Our Children [A Perdre La Raison] Review
One of the most unsettling movies of the year, this sharply made drama shifts inexorably from blissful romance to something darkly horrific. It's so understated that it might alienate audiences who want everything carefully explained to them. But the problem is that we understand far too well why the story goes where it goes, and that makes it even more haunting.
Based on a true story, the film opens with a brief glimpse of a terrible family tragedy before flashing back to happier times. Now living in Belgium, Moroccan-born Mounir (Rahim) has a whirlwind romance with Murielle (Dequenne). After they get married, they move in with Mounir's friend Andre (Arestrup), a doctor who married Mounir's sister (Raoui) so she could get a European visa. As Mounir and Murielle have four children in quick succession, she struggles with their domestic situation, longing for a family home of their own. She even offers to move to Morocco to live near Mounir's mother (Belal). But Andre seems to have some strange hold over Mounir.

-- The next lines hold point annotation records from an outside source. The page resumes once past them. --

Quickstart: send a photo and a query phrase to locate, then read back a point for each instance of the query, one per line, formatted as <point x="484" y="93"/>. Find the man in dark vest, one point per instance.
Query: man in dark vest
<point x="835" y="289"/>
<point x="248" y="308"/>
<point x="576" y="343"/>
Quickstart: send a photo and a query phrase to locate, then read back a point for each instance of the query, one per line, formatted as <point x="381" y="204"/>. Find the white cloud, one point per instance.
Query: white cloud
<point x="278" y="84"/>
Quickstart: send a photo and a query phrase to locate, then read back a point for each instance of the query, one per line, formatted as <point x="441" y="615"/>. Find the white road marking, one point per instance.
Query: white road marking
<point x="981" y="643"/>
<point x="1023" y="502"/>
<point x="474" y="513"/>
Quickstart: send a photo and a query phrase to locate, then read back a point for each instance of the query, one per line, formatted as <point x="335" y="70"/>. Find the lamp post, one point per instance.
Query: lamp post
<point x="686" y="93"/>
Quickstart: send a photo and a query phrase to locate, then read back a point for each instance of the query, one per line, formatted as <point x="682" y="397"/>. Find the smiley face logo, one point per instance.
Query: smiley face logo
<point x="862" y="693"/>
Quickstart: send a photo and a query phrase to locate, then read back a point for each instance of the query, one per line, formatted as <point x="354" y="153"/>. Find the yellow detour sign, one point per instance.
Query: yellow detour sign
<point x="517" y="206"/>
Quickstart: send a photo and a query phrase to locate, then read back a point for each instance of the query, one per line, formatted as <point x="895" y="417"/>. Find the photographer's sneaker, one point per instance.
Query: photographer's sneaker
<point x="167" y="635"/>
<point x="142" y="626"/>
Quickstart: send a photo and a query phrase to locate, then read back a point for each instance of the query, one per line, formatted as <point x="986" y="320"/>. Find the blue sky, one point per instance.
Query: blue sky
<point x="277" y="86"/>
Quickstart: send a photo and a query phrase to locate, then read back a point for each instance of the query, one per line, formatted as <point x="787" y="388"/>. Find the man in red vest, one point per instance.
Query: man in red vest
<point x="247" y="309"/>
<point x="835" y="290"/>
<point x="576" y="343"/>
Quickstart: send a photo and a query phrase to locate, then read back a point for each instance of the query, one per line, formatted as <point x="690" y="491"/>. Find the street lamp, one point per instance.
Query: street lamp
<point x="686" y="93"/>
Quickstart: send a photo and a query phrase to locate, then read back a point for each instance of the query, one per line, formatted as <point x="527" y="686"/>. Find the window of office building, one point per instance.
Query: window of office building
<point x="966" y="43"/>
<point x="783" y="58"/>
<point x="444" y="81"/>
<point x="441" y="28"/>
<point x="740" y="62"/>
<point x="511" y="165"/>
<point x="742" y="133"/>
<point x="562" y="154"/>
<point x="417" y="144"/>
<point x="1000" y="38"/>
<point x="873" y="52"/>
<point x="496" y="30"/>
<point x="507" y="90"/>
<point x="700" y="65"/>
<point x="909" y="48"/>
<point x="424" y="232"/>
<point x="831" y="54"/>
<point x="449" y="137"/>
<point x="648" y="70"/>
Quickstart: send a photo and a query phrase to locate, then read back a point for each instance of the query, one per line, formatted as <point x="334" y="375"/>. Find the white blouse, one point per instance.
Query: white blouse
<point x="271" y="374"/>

As the years pass, Murielle's quiet desperation grows inexorably, although the film's audience seem to be the only ones who notice. Dequenne's performance is a masterful depiction of submerged emotion as she struggles to quietly cope with Andre's passive-aggression and Mounir's cultural machismo. So as the tension rises, we react like her, clinging to happier moments and possibilities rather than face up to the raw facts. This wouldn't work as well as it does without the superior work from Rahim and Arestrup, who previously starred together memorably in A Prophet. They cleverly refuse to let their characters drift into any sort of stereotype.